UFFICIO NAZIONALE PER LE COMUNICAZIONI SOCIALI
DELLA CONFERENZA EPISCOPALE ITALIANA

“Il papa scomodo”: il 3 marzo a Tg2 Dossier

In onda alle 23.45 di sabato una puntata curata dal vaticanista Enzo Romeo. Nel programma anche una intervista al Card. Bassetti.
22 Febbraio 2018

«Il messaggio di Gesù è scomodo e ci scomoda, perché sfida il potere e provoca le coscienze». Così ha detto recentemente papa Francesco. Parole che si possono applicare al suo pontificato. Cinque anni “rivoluzionari” raccontati a Tg2 Dossier, in onda sabato 3 marzo alle 23:45. Il papa scomodo è il titolo della puntata curata da Enzo Romeo.

Bergoglio reinterpreta il ruolo di “sovrano pontefice” per piegarsi sulle periferie del mondo. Le sue novità sono “scomode” per la Chiesa, dove c’è chi evoca addirittura il pericolo di uno scisma. Molti i problemi ancora aperti, dal contrasto alla pedofilia alla gestione delle finanze vaticane. Ma lo “stile Francesco” riavvicina i “lontani” e la sua “diplomazia della misericordia” contribuisce a disinnescare la “guerra mondiale a pezzi” che insanguina il mondo.

Tra le diverse interviste esclusive contenute nello speciale, anche quella al cardinale Gualtiero Bassetti, presidente della CEI.

Il Tg2 gli ha chiesto se, anche in Italia, papa Francesco, aldilà della sua popolarità, sia davvero ascoltato.

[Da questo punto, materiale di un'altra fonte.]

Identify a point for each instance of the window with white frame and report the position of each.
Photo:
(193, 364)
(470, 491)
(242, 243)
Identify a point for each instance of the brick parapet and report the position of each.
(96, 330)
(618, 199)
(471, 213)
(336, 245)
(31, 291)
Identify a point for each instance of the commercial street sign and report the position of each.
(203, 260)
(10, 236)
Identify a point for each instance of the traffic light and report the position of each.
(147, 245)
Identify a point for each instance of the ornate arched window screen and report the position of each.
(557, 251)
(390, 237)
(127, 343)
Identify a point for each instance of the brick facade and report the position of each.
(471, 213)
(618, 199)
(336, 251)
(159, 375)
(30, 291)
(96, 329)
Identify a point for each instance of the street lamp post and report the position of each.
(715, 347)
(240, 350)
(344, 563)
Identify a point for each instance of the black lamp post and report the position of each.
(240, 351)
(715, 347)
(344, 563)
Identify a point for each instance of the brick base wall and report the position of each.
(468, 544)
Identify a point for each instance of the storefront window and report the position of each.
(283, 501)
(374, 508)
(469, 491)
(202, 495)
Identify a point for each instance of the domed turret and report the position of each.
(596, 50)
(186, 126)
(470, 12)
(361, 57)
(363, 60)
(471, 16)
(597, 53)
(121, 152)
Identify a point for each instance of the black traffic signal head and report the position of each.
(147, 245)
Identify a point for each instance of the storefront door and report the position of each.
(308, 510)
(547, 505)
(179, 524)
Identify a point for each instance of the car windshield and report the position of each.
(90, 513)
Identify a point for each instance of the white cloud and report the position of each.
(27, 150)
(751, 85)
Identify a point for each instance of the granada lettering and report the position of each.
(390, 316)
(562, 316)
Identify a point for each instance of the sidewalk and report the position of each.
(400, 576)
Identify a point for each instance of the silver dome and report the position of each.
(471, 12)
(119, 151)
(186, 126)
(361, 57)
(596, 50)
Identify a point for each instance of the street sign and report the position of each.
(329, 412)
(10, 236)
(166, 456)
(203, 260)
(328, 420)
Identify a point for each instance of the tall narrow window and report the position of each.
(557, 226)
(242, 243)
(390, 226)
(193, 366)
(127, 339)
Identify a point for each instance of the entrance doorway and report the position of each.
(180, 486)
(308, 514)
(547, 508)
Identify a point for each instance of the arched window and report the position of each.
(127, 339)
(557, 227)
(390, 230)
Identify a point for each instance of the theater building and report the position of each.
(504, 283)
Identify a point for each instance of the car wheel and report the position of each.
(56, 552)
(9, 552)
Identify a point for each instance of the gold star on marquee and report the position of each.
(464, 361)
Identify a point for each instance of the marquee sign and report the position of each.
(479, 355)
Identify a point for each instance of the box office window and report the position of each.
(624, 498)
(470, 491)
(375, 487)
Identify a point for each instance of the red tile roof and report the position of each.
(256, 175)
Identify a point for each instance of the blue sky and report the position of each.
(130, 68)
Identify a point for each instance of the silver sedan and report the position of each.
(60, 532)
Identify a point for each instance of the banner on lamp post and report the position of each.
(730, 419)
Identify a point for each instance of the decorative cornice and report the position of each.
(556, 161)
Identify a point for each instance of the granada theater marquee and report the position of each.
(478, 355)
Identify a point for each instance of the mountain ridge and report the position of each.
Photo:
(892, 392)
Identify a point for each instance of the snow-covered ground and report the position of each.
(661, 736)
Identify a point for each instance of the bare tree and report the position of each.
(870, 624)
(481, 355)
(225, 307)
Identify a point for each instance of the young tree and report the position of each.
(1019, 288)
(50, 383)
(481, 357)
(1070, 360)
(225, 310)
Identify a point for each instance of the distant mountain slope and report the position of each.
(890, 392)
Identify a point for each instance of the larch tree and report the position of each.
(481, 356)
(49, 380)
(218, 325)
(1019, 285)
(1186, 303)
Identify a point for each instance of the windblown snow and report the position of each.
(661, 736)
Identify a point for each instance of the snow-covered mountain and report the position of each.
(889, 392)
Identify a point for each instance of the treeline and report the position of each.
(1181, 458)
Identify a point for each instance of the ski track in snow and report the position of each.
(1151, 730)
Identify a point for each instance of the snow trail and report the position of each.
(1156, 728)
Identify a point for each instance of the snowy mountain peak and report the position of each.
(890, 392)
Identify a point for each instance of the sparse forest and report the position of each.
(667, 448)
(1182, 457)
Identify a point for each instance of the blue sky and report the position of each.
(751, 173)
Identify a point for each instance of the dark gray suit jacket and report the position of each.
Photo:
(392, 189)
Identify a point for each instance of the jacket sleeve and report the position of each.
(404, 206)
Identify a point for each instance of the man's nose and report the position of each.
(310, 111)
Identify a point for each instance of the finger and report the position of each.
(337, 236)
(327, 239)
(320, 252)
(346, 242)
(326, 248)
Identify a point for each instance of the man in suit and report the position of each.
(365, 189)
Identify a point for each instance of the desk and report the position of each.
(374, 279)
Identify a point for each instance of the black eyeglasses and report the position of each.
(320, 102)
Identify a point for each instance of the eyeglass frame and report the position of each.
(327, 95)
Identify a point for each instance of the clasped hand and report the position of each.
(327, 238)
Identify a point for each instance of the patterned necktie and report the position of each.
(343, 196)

Questa la risposta:

«È il destino dei profeti. Il papa non si cura dell’immediato. Ha una fede incrollabile ed è un seminatore del Vangelo. Il seminatore, che piova o che nevichi, getta il suo seme. E il seme nasce non perché è il seminatore che lo fa nascere, ma perché c’è una forza interiore esplosiva di vita che lo fa germogliare, nei tempi che Dio vuole».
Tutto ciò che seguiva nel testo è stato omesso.